Mothers (most) have a tendency to continue ‘mothering’ even when you are married. For her you continue to be the little boy she’s diligently brought up and you are likely to reciprocate the love and care. The problem is that too much of this and less of the same towards your wife may rouse envy, which is often the start of problems. The rest depends on your action and their personalities
- Loving Both Necessary But Never Enough
While it may seem an easy thing to do to fix the problem by just loving both of them equally, it’s not that easy. The problem here is that your wife wants to be sure she’s the number one but either knowingly or otherwise your mum is making her feel inferior by constantly showing her that she is yet to be worthy of you. Besides loving both of them equally, you will need to do a lot more.
- Communication Between Wife and Mother
Depending on the personality of both your wife and mother, they could either openly solve their issues but among themselves or let you in as a third party. If they’re both averagely exposed they are likely going to do this among themselves.

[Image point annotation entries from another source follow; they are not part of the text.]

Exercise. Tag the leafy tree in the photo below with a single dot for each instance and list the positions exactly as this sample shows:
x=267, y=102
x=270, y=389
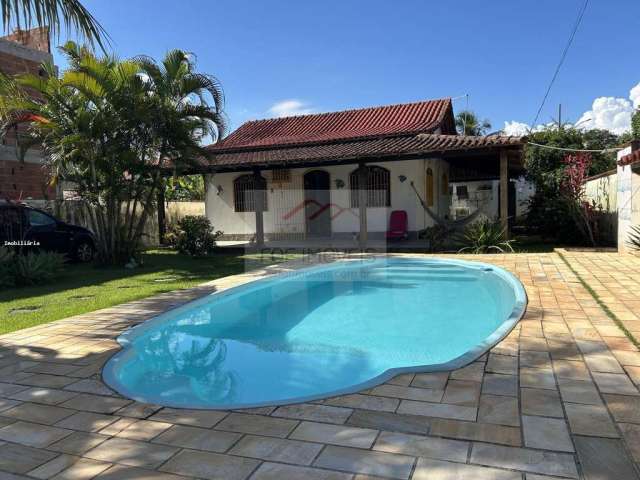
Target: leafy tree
x=54, y=14
x=110, y=130
x=546, y=168
x=185, y=188
x=468, y=123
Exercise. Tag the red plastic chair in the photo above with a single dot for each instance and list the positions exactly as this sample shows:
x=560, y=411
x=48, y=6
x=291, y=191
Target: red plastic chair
x=398, y=226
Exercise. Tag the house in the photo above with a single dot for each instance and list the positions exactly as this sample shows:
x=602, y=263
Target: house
x=484, y=194
x=628, y=187
x=23, y=51
x=337, y=176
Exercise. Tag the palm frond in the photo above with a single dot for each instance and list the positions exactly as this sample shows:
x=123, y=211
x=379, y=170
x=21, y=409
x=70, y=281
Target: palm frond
x=55, y=14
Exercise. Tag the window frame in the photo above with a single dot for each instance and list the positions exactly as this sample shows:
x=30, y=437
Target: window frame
x=247, y=183
x=378, y=180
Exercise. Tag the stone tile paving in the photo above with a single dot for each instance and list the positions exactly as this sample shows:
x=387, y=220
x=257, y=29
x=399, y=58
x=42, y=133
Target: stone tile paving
x=556, y=399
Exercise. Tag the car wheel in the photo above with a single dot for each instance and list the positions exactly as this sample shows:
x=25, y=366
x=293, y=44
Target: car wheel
x=84, y=252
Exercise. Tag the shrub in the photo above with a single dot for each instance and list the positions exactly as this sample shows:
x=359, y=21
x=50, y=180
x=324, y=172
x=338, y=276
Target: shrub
x=34, y=268
x=6, y=263
x=194, y=236
x=634, y=238
x=485, y=236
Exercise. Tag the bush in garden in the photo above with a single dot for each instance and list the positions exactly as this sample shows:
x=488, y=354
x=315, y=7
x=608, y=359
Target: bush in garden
x=485, y=236
x=6, y=263
x=35, y=268
x=194, y=236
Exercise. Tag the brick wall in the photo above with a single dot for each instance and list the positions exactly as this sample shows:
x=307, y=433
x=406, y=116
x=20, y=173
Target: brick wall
x=22, y=181
x=18, y=180
x=35, y=38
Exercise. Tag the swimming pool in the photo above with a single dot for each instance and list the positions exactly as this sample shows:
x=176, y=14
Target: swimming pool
x=317, y=332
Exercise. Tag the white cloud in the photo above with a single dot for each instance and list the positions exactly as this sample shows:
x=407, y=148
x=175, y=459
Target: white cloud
x=516, y=129
x=519, y=129
x=607, y=113
x=288, y=108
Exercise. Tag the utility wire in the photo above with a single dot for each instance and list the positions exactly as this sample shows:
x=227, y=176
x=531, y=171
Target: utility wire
x=551, y=147
x=562, y=58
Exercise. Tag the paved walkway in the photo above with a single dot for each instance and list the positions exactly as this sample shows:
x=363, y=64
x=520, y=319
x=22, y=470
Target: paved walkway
x=552, y=400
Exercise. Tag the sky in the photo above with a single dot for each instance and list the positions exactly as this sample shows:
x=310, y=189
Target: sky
x=278, y=58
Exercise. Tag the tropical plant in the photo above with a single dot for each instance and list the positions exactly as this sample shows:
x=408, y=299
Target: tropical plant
x=53, y=14
x=546, y=168
x=634, y=238
x=194, y=236
x=34, y=268
x=111, y=127
x=468, y=123
x=485, y=236
x=185, y=188
x=573, y=193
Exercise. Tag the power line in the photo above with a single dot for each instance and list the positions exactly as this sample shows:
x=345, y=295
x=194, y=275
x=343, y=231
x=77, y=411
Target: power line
x=551, y=147
x=562, y=58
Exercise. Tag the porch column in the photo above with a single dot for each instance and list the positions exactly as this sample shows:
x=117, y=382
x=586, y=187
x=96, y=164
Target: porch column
x=162, y=229
x=504, y=191
x=259, y=202
x=362, y=203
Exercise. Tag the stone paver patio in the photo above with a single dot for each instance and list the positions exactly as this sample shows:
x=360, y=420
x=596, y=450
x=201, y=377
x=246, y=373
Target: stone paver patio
x=557, y=398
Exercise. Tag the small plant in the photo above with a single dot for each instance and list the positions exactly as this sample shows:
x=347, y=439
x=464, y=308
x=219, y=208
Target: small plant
x=6, y=263
x=34, y=268
x=485, y=236
x=634, y=238
x=194, y=236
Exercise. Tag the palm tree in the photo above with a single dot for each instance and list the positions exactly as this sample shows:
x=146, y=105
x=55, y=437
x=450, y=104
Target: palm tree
x=197, y=96
x=110, y=128
x=468, y=123
x=53, y=13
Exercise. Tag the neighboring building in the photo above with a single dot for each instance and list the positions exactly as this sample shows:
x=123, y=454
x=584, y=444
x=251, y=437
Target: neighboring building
x=628, y=188
x=298, y=177
x=21, y=52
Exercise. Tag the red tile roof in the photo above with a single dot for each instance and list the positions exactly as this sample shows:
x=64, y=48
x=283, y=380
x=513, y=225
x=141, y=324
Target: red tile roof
x=359, y=149
x=391, y=120
x=633, y=157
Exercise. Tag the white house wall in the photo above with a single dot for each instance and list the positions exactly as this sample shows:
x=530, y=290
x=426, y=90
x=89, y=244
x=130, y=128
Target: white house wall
x=282, y=198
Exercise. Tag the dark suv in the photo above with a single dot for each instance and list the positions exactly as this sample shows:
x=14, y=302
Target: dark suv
x=26, y=228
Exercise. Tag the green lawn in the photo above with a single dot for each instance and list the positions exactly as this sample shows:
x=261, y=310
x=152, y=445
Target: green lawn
x=84, y=288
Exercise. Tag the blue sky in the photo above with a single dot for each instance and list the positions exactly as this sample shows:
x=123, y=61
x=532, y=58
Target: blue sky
x=332, y=55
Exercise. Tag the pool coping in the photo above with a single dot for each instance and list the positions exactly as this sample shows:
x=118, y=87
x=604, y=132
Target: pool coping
x=125, y=339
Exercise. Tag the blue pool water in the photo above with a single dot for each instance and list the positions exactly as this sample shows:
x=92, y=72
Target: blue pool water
x=317, y=332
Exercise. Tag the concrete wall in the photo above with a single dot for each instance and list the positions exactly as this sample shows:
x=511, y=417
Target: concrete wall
x=283, y=197
x=628, y=200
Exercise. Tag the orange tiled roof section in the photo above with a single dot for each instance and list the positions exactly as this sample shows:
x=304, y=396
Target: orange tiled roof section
x=385, y=121
x=373, y=148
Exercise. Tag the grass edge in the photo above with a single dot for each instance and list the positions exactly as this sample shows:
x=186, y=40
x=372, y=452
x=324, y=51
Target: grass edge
x=600, y=302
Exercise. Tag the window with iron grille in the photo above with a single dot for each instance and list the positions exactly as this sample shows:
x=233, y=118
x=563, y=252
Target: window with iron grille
x=378, y=187
x=246, y=189
x=281, y=176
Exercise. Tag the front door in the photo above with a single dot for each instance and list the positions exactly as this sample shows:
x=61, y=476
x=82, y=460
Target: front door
x=317, y=203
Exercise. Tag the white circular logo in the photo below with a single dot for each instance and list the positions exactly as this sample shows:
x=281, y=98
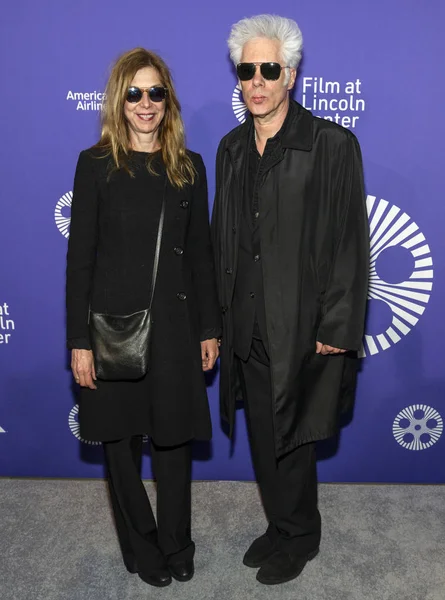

Engage them to check if everything is ok and if not offer to mediate. There is nowhere else you’ll need as much wisdom. Always keep an open mind
- Frequently Give Mommy a Surprise Visit
If you are the type who would rather built an empire on a no-go island then this is not for you. It is important to pay mother a couple of visits, once or twice a year, and of course with your wife. The day she shows up at your house unannounced that is your cue she feels excluded from your life. The blame is on your wife of course. Why the h* is this b*ch keeping my son all for herself?
- Delicately Ask Your Wife to Compromise
This is actually very delicate because the first question is “why me?” why do I have to be the one to always compromise? This is it. Being the older one of all of you, mother deserves a little more respect. Unless she is overdoing whatever it is that is the bone of contention or overstepping, she needs a little more respect and you will both need to show some courtesy but that is just it. Again this goes back to proper communication. Do not lecture her about this. Just make her understand.